King has been a nurse for 10 years. He has seen many things happen in hospitals and has witnessed some of the best and the worst things that can happen during a patient's time under his care. But even with a decade-long career, the COVID-19 outbreak has taught him new lessons, many challenging and demanding great sacrifice, but not all devastating. 


He says, "This coronavirus outbreak taught me how privileged we are and that we should not take things for granted. We are not able to perform simple things like kissing our parents and loved ones. Or even giving them a hug. But the truth is, in this current crisis, our distancing ourselves is the most painful yet sincere gesture of love that we can give."
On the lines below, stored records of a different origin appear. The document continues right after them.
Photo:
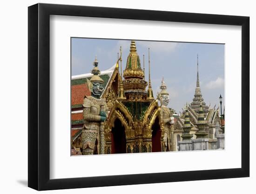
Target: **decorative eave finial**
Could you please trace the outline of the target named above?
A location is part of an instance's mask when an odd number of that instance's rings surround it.
[[[145,79],[145,55],[143,55],[143,72],[144,72],[144,78]]]
[[[182,137],[183,140],[190,140],[193,137],[193,134],[190,134],[191,129],[191,125],[190,124],[190,120],[189,119],[189,110],[188,109],[188,103],[186,105],[186,109],[185,112],[184,124],[182,126],[183,132],[182,135]]]
[[[103,83],[104,80],[100,77],[99,74],[101,74],[101,71],[98,67],[98,65],[99,64],[99,61],[97,60],[97,56],[95,57],[95,60],[94,60],[93,65],[94,66],[94,67],[91,71],[91,73],[93,74],[93,76],[90,80],[91,82],[98,82]]]

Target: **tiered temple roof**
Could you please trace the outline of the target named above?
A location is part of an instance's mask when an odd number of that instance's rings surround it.
[[[196,113],[199,113],[200,103],[202,103],[204,116],[206,117],[209,110],[209,107],[206,106],[203,101],[202,95],[201,93],[199,81],[199,73],[198,70],[198,55],[197,55],[197,74],[196,76],[196,86],[195,90],[194,97],[191,103],[191,107]]]

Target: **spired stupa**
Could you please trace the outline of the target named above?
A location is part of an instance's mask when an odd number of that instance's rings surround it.
[[[197,54],[197,74],[196,75],[196,87],[195,90],[195,94],[194,95],[193,101],[190,105],[191,107],[198,114],[199,114],[200,110],[200,104],[202,103],[203,114],[205,117],[207,115],[209,111],[209,107],[207,106],[205,102],[203,101],[203,98],[201,93],[201,88],[200,88],[200,83],[199,81],[199,73],[198,70],[198,55]]]

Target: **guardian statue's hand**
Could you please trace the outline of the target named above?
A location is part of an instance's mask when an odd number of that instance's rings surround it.
[[[105,112],[104,111],[101,111],[101,112],[100,113],[100,115],[101,116],[107,117],[107,114],[106,114],[106,112]]]
[[[105,116],[101,116],[101,122],[104,122],[107,119]]]

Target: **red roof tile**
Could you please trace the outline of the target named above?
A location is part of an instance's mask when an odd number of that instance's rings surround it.
[[[71,130],[71,137],[73,137],[74,135],[80,130],[80,129],[72,129]]]
[[[75,114],[71,114],[71,120],[80,120],[83,119],[83,114],[82,113],[76,113]]]
[[[86,83],[71,86],[71,104],[81,104],[84,96],[90,95],[91,92],[89,90]]]

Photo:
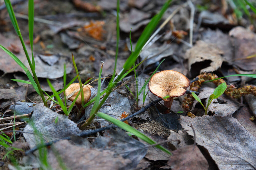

Speaking of love, King was also set to marry his fiancée, Kathleen, last March 22—and then the President decreed the enhanced community quarantine. Since she had just finished her fellowship abroad for a year and King was continuing his work here in Manila, this couple had been looking forward to finally starting their lives together as Mr. and Mrs. Alas, the pair would have to wait a little longer (they've rescheduled their wedding to September). 


But King gives his love in more ways than one and for now. He's giving all the love he can give to his patients, especially those in critical condition or are unable to spend time with their loved ones due to the possibility of infection. But even then, an experienced nurse like him must maintain distance between those that need his care. 


"This is difficult for us because we are used to treating our patients as well as we can—meaning, they are not just sick bodies but people who also want comfort and company... We have limitations in supplies, but despite this, we are usually able to offer compassion and service, and this is unlimited. Unfortunately this time, for our own safety, we could not."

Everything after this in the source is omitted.